CD. Mozart : Cosi fan tutte (Nézet-Séguin, 2012) 3 cd DG

CD. Mozart : Cosi fan tutte (Nézet-Séguin, 2012) 3 cd DG   ….   le jeune chef plein d’ardeur, Yannick Nézet-Séguin poursuit son intégrale Mozart captée à Baden Baden chaque été pour Deutsche Grammophon avec un Cosi fan tutte, palpitant et engagé.

Voici un Cosi fan tutte (Vienne, 1790) de belle allure, surtout orchestrale, qui vaut aussi pour la performance des deux soeurs, victimes de la machination machiste ourdie par le misogyne Alfonso …
D’abord il y a l’élégance mordante souvent très engageante de l’orchestre auquel Yannick Nézet-Séguin, coordonnateur de cette intégrale Mozart pour DG, insuffle le nerf, la palpitation de l’instant : une exaltation souvent irrésistible.
Le directeur musical du Philharmonique de Rotterdam n’a pas son pareil pour varier les milles intentions d’une partition qui frétille en tendresse et clins d’oeil pour ses personnages, surtout féminins. Comme Les Noces de Figaro, Mozart semble développer une sensibilité proche du coeur féminin : comme on le lira plus loin, ce ne sont pas Dorabella ni Fiodiligi, d’une présence absolue ici, qui démentiront notre analyse.

Délectable Cosi …

Cosi_Mozart-Nezet_seguin_cd_DG_villazonCapté sur le vif en juillet 2012 à Baden Baden, ce Cosi tient ses promesses : le chef accuse le relief palpitant d’une partition marquée par l’apologie scintillante du sentiment. Et chacun des solistes en version de concert ont soin à exprimer l’acuité théâtrale de chaque situation.
La distribution marque les nuances de rigueur pour un exercice qui pris en live contient aussi ses défauts et ses inévitables limites. Manque de préparation certainement, l’homogénéité fait parfois défaut, surtout dans la direction ici et là … précipité.
En Ferrando, Villazon semble usé, serré, noyauté … sans guère de nuances ni de subtilité : et déjà lors de la performance, le ténor si peu mozartien avait fait pâle figure au moment du concert à Baden Baden. Adam Plachetka est un Guglielmo passe partout. Plus délirant, l’Alfonso d’un routier du comique, Alessandro Corbelli perce davantage le scène.
Côté chanteuses, le piquant de la Despina de Mojca Erdman que le label jaune entend nous imposer de disque en disque, peine à séduire : son acidité percutante masque tout le jeu de l’actrice et la moindre intention.
Plus finement caractérisé, le duo des femmes victimes est plus attachant : Miah Persson fait une Fiordiligi distinguée, angélique et suave à souhaits ; cependant que la Dorabella d’Angela Brower en impose tout autant par son timbre grave plus ténébreux de mezzo cependant clair (et tout autant agile).
Les portraits féminins en gagnent une réalité immédiate très convaincante. Ils confère au marivaudage musical et mozartien, ses vertiges et ses pâmoisons si délectables. Voilà un second volet de l’intégrale mozartienne signée Nézet Séguin à Baden Baden qui tient dignement sa place aux côtés du précédent Don Giovanni qui montrait la même ardeur expressive, le même sens théâtral finement ciselé. A suivre.

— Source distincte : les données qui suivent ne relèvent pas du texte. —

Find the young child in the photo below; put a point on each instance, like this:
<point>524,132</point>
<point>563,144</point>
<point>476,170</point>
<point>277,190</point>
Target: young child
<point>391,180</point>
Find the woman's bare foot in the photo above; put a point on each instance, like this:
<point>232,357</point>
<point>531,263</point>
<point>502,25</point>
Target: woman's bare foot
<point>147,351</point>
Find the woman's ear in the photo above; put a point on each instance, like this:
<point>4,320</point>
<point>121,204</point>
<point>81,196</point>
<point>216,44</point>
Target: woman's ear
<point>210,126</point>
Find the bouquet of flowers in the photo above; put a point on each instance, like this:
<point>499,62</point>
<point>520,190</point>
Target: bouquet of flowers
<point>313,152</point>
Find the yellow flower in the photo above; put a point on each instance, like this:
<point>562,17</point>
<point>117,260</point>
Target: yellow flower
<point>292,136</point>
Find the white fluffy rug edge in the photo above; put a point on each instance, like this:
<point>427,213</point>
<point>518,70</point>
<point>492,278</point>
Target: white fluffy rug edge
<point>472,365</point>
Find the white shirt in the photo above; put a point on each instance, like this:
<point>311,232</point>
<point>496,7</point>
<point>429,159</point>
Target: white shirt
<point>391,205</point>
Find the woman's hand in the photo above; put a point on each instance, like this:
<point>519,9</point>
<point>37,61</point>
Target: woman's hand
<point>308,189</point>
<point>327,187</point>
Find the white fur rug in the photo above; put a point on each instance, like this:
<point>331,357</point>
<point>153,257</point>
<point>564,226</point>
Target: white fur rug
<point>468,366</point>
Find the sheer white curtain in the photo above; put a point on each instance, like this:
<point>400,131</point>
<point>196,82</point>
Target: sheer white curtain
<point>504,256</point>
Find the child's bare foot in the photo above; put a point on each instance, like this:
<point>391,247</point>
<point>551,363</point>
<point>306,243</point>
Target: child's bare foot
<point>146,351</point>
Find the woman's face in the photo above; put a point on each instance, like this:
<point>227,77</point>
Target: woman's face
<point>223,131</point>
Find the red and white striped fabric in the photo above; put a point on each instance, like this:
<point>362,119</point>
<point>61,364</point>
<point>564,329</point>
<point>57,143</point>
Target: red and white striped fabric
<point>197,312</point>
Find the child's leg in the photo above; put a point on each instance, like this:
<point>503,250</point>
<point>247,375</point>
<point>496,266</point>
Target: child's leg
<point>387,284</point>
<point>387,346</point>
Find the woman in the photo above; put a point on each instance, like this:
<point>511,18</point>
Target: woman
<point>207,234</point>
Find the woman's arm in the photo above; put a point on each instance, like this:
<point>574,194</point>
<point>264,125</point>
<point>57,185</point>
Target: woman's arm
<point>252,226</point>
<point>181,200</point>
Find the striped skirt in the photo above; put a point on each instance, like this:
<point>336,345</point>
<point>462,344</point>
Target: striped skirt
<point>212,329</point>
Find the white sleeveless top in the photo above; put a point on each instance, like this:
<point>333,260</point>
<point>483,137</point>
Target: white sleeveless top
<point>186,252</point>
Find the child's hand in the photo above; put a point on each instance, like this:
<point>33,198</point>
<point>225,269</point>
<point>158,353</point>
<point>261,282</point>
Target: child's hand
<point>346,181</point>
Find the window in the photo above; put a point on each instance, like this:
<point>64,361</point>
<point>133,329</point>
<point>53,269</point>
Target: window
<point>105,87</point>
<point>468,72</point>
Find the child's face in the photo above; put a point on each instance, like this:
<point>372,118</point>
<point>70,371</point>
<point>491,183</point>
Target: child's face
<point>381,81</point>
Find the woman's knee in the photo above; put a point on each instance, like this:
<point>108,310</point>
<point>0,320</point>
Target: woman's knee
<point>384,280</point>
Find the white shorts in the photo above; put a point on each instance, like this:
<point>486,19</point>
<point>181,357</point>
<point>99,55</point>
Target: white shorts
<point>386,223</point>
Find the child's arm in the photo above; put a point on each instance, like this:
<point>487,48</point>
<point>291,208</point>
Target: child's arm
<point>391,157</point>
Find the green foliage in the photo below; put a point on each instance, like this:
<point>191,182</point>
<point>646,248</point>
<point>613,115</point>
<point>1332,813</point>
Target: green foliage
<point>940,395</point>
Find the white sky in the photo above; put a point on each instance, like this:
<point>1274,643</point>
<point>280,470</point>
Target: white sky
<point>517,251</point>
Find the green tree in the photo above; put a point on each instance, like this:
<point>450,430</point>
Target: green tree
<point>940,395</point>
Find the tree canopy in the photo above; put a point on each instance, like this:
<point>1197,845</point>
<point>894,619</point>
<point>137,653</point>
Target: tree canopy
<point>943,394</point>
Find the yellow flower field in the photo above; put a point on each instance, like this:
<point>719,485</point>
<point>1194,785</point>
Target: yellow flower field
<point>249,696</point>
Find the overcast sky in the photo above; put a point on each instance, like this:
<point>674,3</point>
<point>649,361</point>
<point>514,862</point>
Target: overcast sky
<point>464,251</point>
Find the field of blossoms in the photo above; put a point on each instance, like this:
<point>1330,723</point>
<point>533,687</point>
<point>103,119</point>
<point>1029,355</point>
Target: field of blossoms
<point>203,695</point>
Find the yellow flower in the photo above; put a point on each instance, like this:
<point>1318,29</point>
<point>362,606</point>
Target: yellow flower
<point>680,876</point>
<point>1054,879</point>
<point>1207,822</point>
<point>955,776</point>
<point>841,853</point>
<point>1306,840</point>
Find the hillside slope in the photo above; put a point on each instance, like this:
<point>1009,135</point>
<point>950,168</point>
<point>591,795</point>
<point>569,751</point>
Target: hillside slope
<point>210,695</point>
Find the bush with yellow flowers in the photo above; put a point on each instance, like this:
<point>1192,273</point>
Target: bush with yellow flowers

Wolfgang Amadeus Mozart (1756 – 1791): Così fan tutte, ossia La scuola deglia amanti, K. 588—M. Persson (Fiordiligi), A. Brower (Dorabella), M. Erdmann (Despina), R. Villazón (Ferrando), A. Plachetka (Guglielmo), A. Corbelli (Don Alfonso). Vocalensemble Rastatt. Chamber Orchestra of Europe. Yannick Nézet-Séguin. Enregistrement live réalisé pendant les représentations en version de concert, juillet 2012, Festspielhaus Baden-Baden. 3cd Deutsche Grammophon 479 0641. 2h58mn. Parution : septembre 2013.